Since drastically tightening gun ownership laws after the 1996 Port Arthur massacre, Australia has had no further mass shootings. It’s worth mentioning, however, that in 2002 a mentally disturbed student entered Monash University and shot and killed two students (this limited death toll is apparently why the incident is not generally considered a “massacre” or “mass shooting.”) He was prevented from killing any more because a lecturer and some students tackled him. He had six handguns; the Virginia Tech shooter only had two. If it wasn’t for the bravery and quick-thinking of those in the room with him, the incident could have been far worse.

I mention this not to say that our gun laws are ineffectual or useless or that they should be repealed, but as an example of how random mass shootings are – as we all know, the worst in history didn’t take place in the US at all, but in Norway, a bastion of liberal, left-wing gun control. There are more factors involved than the accessibility of firearms, and while we can control them to some extent, we can never truly prevent them.

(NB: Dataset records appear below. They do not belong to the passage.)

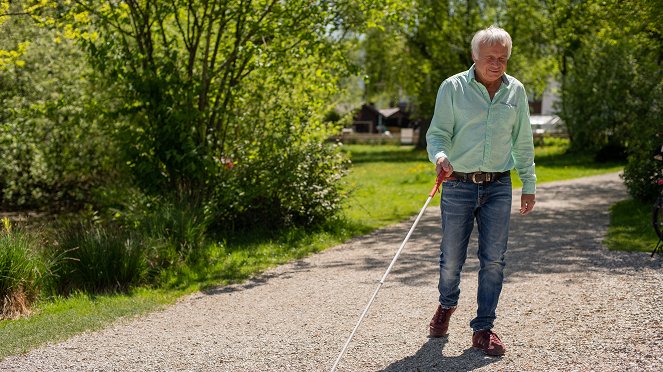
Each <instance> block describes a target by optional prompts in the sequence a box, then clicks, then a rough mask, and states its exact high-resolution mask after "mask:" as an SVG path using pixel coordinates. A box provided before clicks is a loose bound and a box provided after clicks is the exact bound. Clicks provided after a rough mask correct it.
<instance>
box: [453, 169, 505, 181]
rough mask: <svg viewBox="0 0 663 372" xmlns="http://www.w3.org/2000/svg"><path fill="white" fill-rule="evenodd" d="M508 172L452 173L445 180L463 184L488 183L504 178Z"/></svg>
mask: <svg viewBox="0 0 663 372" xmlns="http://www.w3.org/2000/svg"><path fill="white" fill-rule="evenodd" d="M510 173H511V172H510V171H506V172H472V173H462V172H453V173H451V176H450V177H448V178H447V180H459V181H463V182H472V183H477V184H481V183H490V182H493V181H495V180H497V179H499V178H501V177H504V176H506V175H508V174H510Z"/></svg>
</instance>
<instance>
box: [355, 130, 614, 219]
mask: <svg viewBox="0 0 663 372" xmlns="http://www.w3.org/2000/svg"><path fill="white" fill-rule="evenodd" d="M567 146H568V141H565V140H559V139H548V140H546V142H545V145H544V146H540V147H536V149H535V153H536V155H535V162H536V174H537V182H538V183H544V182H551V181H561V180H568V179H573V178H579V177H587V176H593V175H597V174H603V173H610V172H617V171H620V170H622V169H623V164H619V163H602V164H597V163H595V162H594V161H593V159H592V158H591V157H590V156H587V155H579V154H569V153H567V152H566V150H567ZM343 151H345V152H346V153H348V154H349V155H350V158H351V159H352V170H351V172H350V174H349V175H348V177H347V178H346V180H345V182H346V185H345V187H346V190H347V191H348V192H349V195H348V198H346V201H345V205H344V208H343V210H344V213H345V215H346V216H347V218H348V219H349V220H350V221H352V222H353V223H357V224H360V225H364V226H367V227H370V228H378V227H382V226H385V225H388V224H391V223H395V222H398V221H402V220H404V219H406V218H408V217H410V216H412V215H414V214H416V213H417V212H418V211H419V210H420V209H421V207H422V205H423V203H424V202H425V201H426V198H427V196H428V193H429V192H430V190H431V189H432V187H433V185H434V183H435V177H436V175H435V168H434V166H433V164H432V163H430V162H429V161H428V157H427V155H426V151H424V150H416V149H414V148H413V147H411V146H407V147H406V146H387V145H384V146H367V145H366V146H362V145H349V146H344V149H343ZM511 178H512V182H513V186H514V187H515V188H518V187H522V183H521V182H520V179H519V178H518V176H517V174H516V172H511ZM436 204H437V205H439V198H435V199H434V200H433V202H431V205H432V206H434V205H436Z"/></svg>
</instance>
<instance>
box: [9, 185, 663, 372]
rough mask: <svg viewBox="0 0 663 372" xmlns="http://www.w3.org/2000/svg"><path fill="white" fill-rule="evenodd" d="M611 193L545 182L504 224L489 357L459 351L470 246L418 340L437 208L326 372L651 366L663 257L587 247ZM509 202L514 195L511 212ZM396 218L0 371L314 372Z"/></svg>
mask: <svg viewBox="0 0 663 372" xmlns="http://www.w3.org/2000/svg"><path fill="white" fill-rule="evenodd" d="M425 197H426V196H425V195H422V201H421V202H422V205H423V202H424V201H425ZM625 197H626V193H625V190H624V186H623V183H622V182H621V180H620V178H619V176H618V175H617V174H610V175H604V176H597V177H590V178H584V179H579V180H573V181H565V182H557V183H551V184H544V185H541V186H540V187H539V191H538V195H537V205H536V209H535V211H534V212H533V213H532V214H530V215H528V216H527V217H522V216H519V215H517V213H516V214H514V215H513V218H512V223H511V226H512V227H511V235H510V248H509V251H508V254H507V268H506V270H507V272H506V279H505V285H504V290H503V292H502V297H501V302H500V306H499V307H498V314H497V315H498V319H497V322H496V328H495V331H496V332H497V333H498V334H499V335H500V336H501V338H502V340H503V341H504V342H505V343H506V345H507V347H508V351H507V354H506V355H505V356H504V357H502V358H490V357H485V356H483V354H481V353H480V352H477V351H475V350H473V349H472V348H471V330H470V328H469V325H468V323H469V321H470V319H472V317H473V315H474V312H475V311H476V305H475V294H476V275H477V266H478V260H477V259H476V243H475V238H473V244H471V247H470V254H469V255H468V262H467V263H466V265H465V269H464V272H463V277H462V282H461V290H462V292H463V293H462V294H461V299H460V303H459V308H458V310H457V311H456V313H455V314H454V316H453V317H452V322H451V327H450V335H449V336H448V338H443V339H429V338H427V328H428V322H429V320H430V318H431V317H432V315H433V312H434V311H435V308H436V306H437V304H436V301H437V276H438V274H437V272H438V264H437V256H438V240H439V227H438V221H439V209H437V207H433V208H429V210H427V211H426V214H425V215H424V217H423V218H422V220H421V222H420V225H419V227H418V228H417V230H416V231H415V233H414V234H413V236H412V238H411V239H410V241H409V242H408V245H407V246H406V247H405V250H404V251H403V253H402V254H401V256H400V258H399V260H398V262H397V264H396V266H395V267H394V269H393V270H392V272H391V274H390V275H389V277H388V278H387V282H386V283H385V284H384V285H383V287H382V289H381V291H380V293H379V295H378V297H377V299H376V300H375V302H374V303H373V306H372V307H371V309H370V311H369V313H368V316H367V317H366V319H365V320H364V322H363V323H362V325H361V327H360V328H359V331H358V333H357V334H356V335H355V337H354V339H353V341H352V343H351V344H350V347H349V348H348V351H347V353H346V355H345V357H344V358H343V360H342V361H341V364H340V365H339V371H378V370H384V371H469V370H500V371H648V370H652V371H653V370H658V371H660V370H662V369H663V320H662V318H663V292H662V291H661V285H662V283H663V270H662V269H661V263H662V261H663V259H662V258H661V256H657V257H656V258H655V259H650V258H649V255H648V254H646V253H631V254H629V253H622V252H610V251H607V250H606V249H605V248H604V247H603V246H602V245H601V241H602V239H603V236H604V234H605V231H606V227H607V224H608V218H609V212H608V208H609V206H610V205H611V204H613V203H614V202H616V201H618V200H621V199H624V198H625ZM436 198H437V197H436ZM519 198H520V196H519V194H518V191H516V192H515V193H514V202H516V201H519ZM514 205H515V203H514ZM514 211H517V207H514ZM411 223H412V221H409V222H406V223H402V224H398V225H394V226H391V227H389V228H386V229H382V230H380V231H377V232H375V233H373V234H370V235H368V236H364V237H361V238H357V239H354V240H352V241H350V242H348V243H346V244H343V245H340V246H337V247H334V248H332V249H329V250H327V251H325V252H322V253H320V254H317V255H314V256H312V257H309V258H306V259H304V260H301V261H297V262H294V263H291V264H288V265H284V266H281V267H278V268H276V269H274V270H271V271H269V272H267V273H265V274H263V275H261V276H259V277H257V278H255V279H254V280H251V281H249V282H247V283H244V284H242V285H234V286H228V287H220V288H217V289H215V290H212V291H209V292H206V293H198V294H195V295H192V296H190V297H187V298H186V299H184V300H182V301H180V302H179V303H177V304H176V305H174V306H171V307H169V308H167V309H165V310H163V311H159V312H156V313H152V314H150V315H147V316H145V317H143V318H140V319H134V320H126V321H120V322H118V323H117V324H115V325H113V326H110V327H109V328H108V329H106V330H103V331H100V332H95V333H88V334H82V335H79V336H76V337H74V338H72V339H70V340H68V341H66V342H63V343H60V344H57V345H50V346H47V347H44V348H41V349H38V350H34V351H32V352H30V353H28V354H27V355H23V356H14V357H9V358H6V359H5V360H3V361H1V362H0V370H12V371H13V370H17V371H35V370H47V371H50V370H68V371H69V370H72V371H78V370H81V371H131V370H135V371H180V370H182V371H184V370H185V371H324V370H328V369H329V368H330V367H331V365H332V364H333V362H334V360H335V359H336V356H337V355H338V353H339V351H340V349H341V347H342V346H343V343H344V342H345V340H346V339H347V337H348V336H349V334H350V332H351V331H352V329H353V327H354V325H355V324H356V322H357V320H358V317H359V315H360V314H361V312H362V310H363V309H364V307H365V306H366V303H367V301H368V299H369V298H370V296H371V294H372V293H373V291H374V290H375V287H376V285H377V282H378V280H379V279H380V277H381V276H382V274H383V273H384V271H385V270H386V268H387V266H388V264H389V262H390V261H391V259H392V257H393V255H394V254H395V252H396V250H397V249H398V246H399V245H400V243H401V242H402V240H403V238H404V237H405V234H406V233H407V231H408V229H409V228H410V226H411Z"/></svg>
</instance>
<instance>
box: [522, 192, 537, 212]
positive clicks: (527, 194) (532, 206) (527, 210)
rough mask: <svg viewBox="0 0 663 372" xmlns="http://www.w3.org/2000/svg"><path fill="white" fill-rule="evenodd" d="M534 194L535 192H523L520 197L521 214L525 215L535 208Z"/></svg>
mask: <svg viewBox="0 0 663 372" xmlns="http://www.w3.org/2000/svg"><path fill="white" fill-rule="evenodd" d="M534 196H535V195H534V194H523V195H522V196H521V197H520V214H522V215H523V216H524V215H526V214H527V213H529V212H531V211H532V209H534V204H535V203H536V201H534Z"/></svg>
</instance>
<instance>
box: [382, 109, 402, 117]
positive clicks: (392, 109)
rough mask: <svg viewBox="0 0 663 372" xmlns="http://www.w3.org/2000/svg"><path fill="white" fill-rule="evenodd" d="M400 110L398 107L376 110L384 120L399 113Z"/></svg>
mask: <svg viewBox="0 0 663 372" xmlns="http://www.w3.org/2000/svg"><path fill="white" fill-rule="evenodd" d="M400 110H401V109H400V108H399V107H390V108H388V109H382V110H378V112H379V113H380V114H381V115H382V116H384V117H385V118H388V117H390V116H391V115H393V114H395V113H397V112H399V111H400Z"/></svg>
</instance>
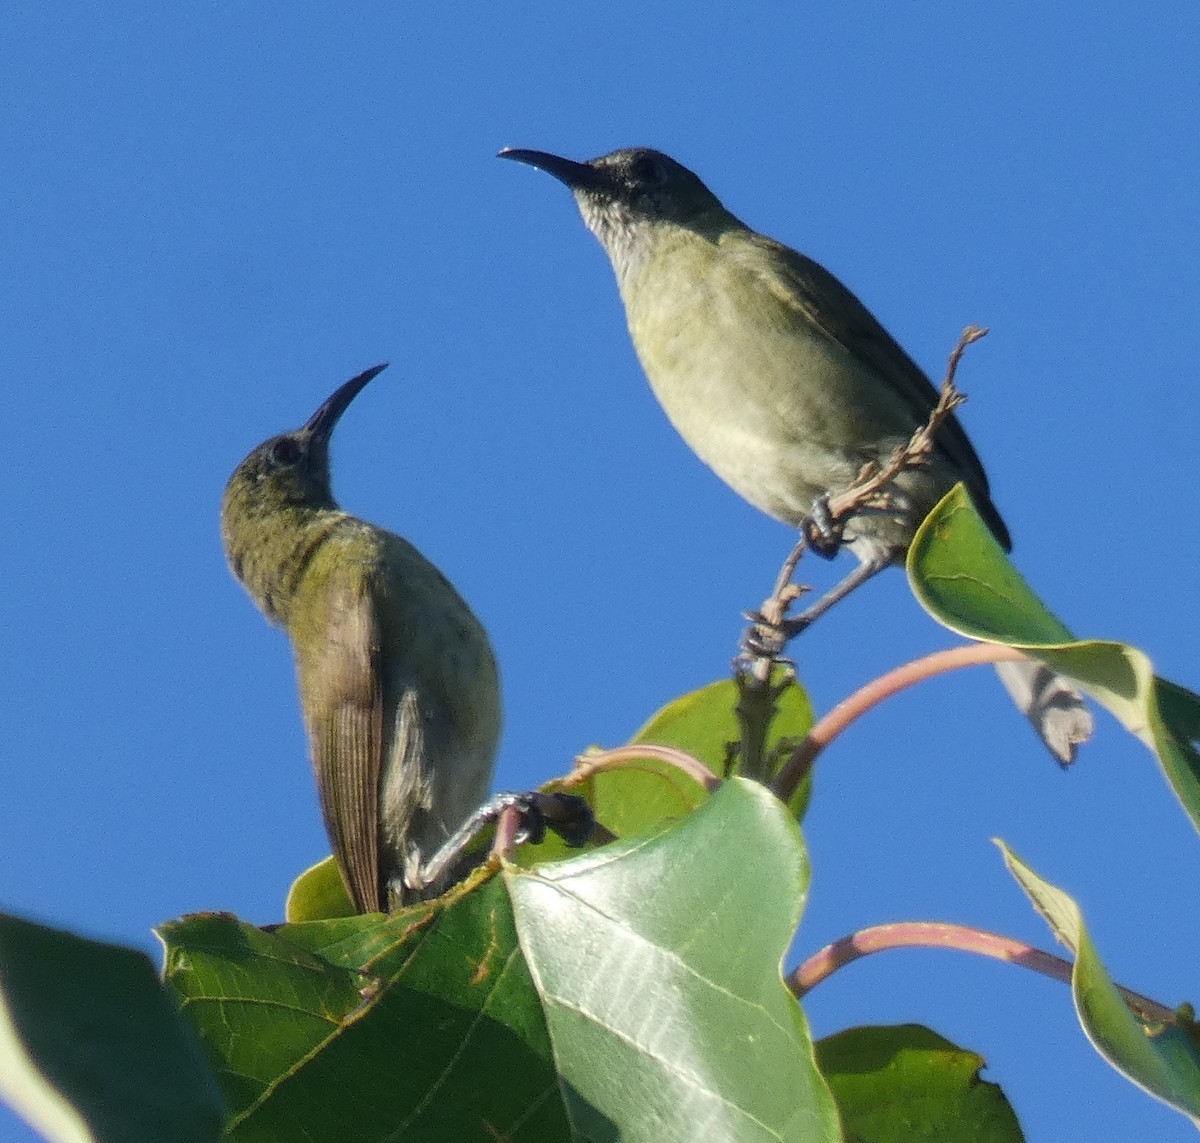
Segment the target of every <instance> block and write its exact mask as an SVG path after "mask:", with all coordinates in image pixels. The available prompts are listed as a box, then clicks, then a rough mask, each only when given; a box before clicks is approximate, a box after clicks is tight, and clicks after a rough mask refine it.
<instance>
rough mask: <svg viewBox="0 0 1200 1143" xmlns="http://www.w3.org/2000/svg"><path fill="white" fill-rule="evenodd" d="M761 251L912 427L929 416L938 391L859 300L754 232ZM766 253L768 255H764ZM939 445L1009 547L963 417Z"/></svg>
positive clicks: (989, 520)
mask: <svg viewBox="0 0 1200 1143" xmlns="http://www.w3.org/2000/svg"><path fill="white" fill-rule="evenodd" d="M752 244H754V247H755V251H756V256H755V257H754V258H752V259H746V264H752V265H754V267H756V268H760V269H761V273H763V274H766V275H767V286H768V288H770V289H772V292H773V293H775V294H776V297H779V298H780V299H782V300H785V301H786V303H787V304H790V305H793V306H796V307H797V309H798V310H799V311H800V312H802V313H803V315H804V316H805V317H806V318H808V319H809V321H811V322H812V323H814V324H815V325H816V327H817V328H818V329H820V330H821V331H822V333H824V334H826V336H828V337H830V339H832V340H833V341H835V342H838V345H840V346H841V347H842V348H845V349H846V351H847V352H850V353H852V354H853V355H854V357H856V358H858V359H859V360H860V361H863V363H865V364H866V365H869V366H870V367H871V370H874V372H876V373H877V375H878V376H880V377H881V378H884V379H886V381H887V382H888V383H889V384H890V385H893V388H894V391H895V393H896V394H898V395H899V396H900V399H901V400H902V401H904V402H905V405H906V406H907V407H908V409H910V411H911V413H912V423H913V429H917V427H918V426H919V425H923V424H924V423H925V421H926V420H929V414H930V413H931V412H932V409H934V406H935V405H936V403H937V390H936V389H935V388H934V384H932V382H931V381H930V379H929V377H928V376H925V372H924V370H922V367H920V366H919V365H917V363H916V361H913V359H912V358H911V357H908V354H907V353H905V351H904V349H902V348H901V347H900V345H899V342H896V340H895V339H894V337H893V336H892V335H890V334H889V333H888V331H887V330H886V329H884V328H883V327H882V325H881V324H880V322H878V321H877V319H876V317H875V316H874V315H872V313H871V311H870V310H868V309H866V306H864V305H863V303H862V301H859V300H858V298H857V297H854V294H852V293H851V292H850V291H848V289H847V288H846V287H845V286H842V283H841V282H840V281H838V279H836V277H834V276H833V275H832V274H830V273H829V271H828V270H827V269H826V268H824V267H822V265H821V264H820V263H817V262H814V261H812V259H811V258H806V257H805V256H804V255H802V253H799V252H797V251H794V250H791V249H790V247H787V246H784V245H782V244H781V243H776V241H774V240H773V239H769V238H763V237H762V235H757V234H756V235H754V238H752ZM763 253H766V255H768V256H769V257H767V258H763V257H762V255H763ZM937 445H938V448H940V449H941V450H942V451H943V453H944V454H946V455H947V457H949V460H950V462H952V463H953V465H954V467H955V468H956V469H958V471H959V474H960V475H961V479H962V480H964V481H966V484H967V486H968V487H970V489H971V491H972V492H973V493H974V497H976V501H977V504H978V505H979V509H980V511H983V513H984V515H985V516H986V519H988V522H989V525H990V526H991V528H992V531H994V532H995V533H996V538H997V539H1000V540H1001V543H1003V544H1004V546H1006V547H1007V546H1008V544H1009V540H1008V529H1007V528H1006V527H1004V523H1003V521H1002V520H1001V519H1000V515H998V513H997V511H996V509H995V507H994V505H992V503H991V498H990V495H989V491H988V477H986V475H985V473H984V469H983V462H982V461H980V460H979V456H978V454H977V453H976V450H974V447H973V445H972V444H971V441H970V439H968V438H967V435H966V432H965V430H964V429H962V425H961V424H960V421H959V419H958V417H950V418H949V420H947V421H946V424H944V425H943V426H942V430H941V432H940V433H938V436H937Z"/></svg>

But gun control isn’t about mass shootings – or at least, it shouldn’t be. The issue is always viewed through that big, lurid prism of body counts and police stand-offs, which make global headlines and bring the pundits into the studios to talk about how this might be a catalyst for change. But the vast majority of America’s gun violence victims don’t go down at the hands of a crazed mass shooter. They die in ones and twos, on street corners in black neighbourhoods, in botched armed robberies, in domestic disputes or arguments that turn violent.

Those are the facts of the matter. Senator Leyonhjelm doesn’t want “a calm and measured discussion” any more than the Americans on Twitter who saw a hostage crisis unfolding, attached it to one of the only things they know about Australia, and decided it was a good time to push their own political agenda. Leyonhjelm is a libertarian purist who bases his beliefs on abstract philosophy rather than real-world facts; what he wants is guns back in people’s hands, irrelevant of the plain statistics which prove that Australia’s gun laws have saved lives.

Like so many Americans, Leyonhjelm wishes the statistics told a different story. But they don’t.